Many companies require contractors to guarantee their work through a third-party agreement. Simply put, if the work is not done properly or on time, the company hiring the contractor wants to make sure they’re compensated. Contractors can choose either surety bonds or letters of credit, but there are three main advantages to purchasing surety bonds.
Assets Aren’t Frozen
With letters of credit, which are purchased from banks, the lending instruction freezes liquid assets for a predetermined period. This ties up the company’s cash, which is why companies instead choose to purchase surety bonds in Connecticut. The bonds are typically written by insurance companies and don’t impact liquidity.
Rates Are Lower
Surety bond rates typically hover around 1% to 3% of the guaranteed sum, whereas letters of credit fees are tied to the financial markets with fluctuating rates. In addition, the reduced liquidity is a hidden cost as the company is unable to take on other projects for the duration.
Claims Are Handled Better
Surety bonds come with a considerably better claims handling process.

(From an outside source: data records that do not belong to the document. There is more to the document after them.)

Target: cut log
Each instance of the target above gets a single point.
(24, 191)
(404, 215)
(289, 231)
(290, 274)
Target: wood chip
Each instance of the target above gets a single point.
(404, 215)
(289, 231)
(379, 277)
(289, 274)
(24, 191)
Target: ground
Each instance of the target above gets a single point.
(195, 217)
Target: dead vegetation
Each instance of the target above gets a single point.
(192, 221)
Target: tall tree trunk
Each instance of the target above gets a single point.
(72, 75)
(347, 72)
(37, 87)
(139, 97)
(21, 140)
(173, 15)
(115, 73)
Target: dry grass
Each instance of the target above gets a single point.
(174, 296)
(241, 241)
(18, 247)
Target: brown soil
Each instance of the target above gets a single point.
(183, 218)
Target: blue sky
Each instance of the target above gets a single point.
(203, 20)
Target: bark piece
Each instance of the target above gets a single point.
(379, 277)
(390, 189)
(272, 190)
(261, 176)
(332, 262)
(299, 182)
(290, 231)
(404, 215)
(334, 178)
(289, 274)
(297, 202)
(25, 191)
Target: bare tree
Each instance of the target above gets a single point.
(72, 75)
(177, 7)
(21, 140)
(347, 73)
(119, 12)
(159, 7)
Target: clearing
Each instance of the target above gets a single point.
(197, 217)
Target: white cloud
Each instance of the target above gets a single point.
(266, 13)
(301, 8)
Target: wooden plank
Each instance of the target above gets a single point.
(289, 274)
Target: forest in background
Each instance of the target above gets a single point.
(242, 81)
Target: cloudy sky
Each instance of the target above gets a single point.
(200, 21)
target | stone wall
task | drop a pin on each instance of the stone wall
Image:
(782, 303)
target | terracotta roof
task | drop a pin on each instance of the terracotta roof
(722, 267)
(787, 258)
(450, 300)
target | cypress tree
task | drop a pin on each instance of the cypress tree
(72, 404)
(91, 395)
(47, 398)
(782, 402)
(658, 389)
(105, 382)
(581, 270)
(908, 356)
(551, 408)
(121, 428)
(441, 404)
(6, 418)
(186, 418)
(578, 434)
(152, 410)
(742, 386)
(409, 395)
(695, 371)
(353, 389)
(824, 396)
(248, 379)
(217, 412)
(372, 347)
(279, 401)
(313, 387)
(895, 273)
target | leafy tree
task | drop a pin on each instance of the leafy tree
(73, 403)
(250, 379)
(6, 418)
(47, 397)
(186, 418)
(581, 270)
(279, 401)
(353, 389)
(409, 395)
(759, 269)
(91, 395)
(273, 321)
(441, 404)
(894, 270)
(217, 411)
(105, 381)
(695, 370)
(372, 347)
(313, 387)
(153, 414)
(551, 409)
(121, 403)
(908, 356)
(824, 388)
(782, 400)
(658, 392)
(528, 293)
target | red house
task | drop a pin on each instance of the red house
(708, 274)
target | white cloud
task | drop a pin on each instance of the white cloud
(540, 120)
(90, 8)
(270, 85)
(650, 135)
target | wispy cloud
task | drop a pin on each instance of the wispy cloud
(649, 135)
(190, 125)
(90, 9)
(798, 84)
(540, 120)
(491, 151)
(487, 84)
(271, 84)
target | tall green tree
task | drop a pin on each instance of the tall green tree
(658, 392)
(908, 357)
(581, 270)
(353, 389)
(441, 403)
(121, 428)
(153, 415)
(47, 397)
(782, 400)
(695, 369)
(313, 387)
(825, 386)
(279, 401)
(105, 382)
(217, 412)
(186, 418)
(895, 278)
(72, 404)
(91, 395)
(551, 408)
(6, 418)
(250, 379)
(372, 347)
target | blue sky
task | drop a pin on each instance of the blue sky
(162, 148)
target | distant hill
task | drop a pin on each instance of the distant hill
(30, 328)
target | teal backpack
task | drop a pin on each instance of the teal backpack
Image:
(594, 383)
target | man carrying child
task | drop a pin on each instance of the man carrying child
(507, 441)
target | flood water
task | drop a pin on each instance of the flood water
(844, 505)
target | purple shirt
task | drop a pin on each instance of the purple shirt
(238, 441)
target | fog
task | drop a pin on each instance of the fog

Banks have no apparatus for investing claims and are therefore more prone to fraud, whereas insurance companies that typically write the bonds are equipped to investigate before paying claims. Since the contractor is ultimately responsible for reimbursing the loss or forfeiting collateral, not paying fraudulent claims in the first place is important.
Both surety bonds and letters of credit will guarantee work. However, the advantages of surety bonds make them a clear choice for many contractors.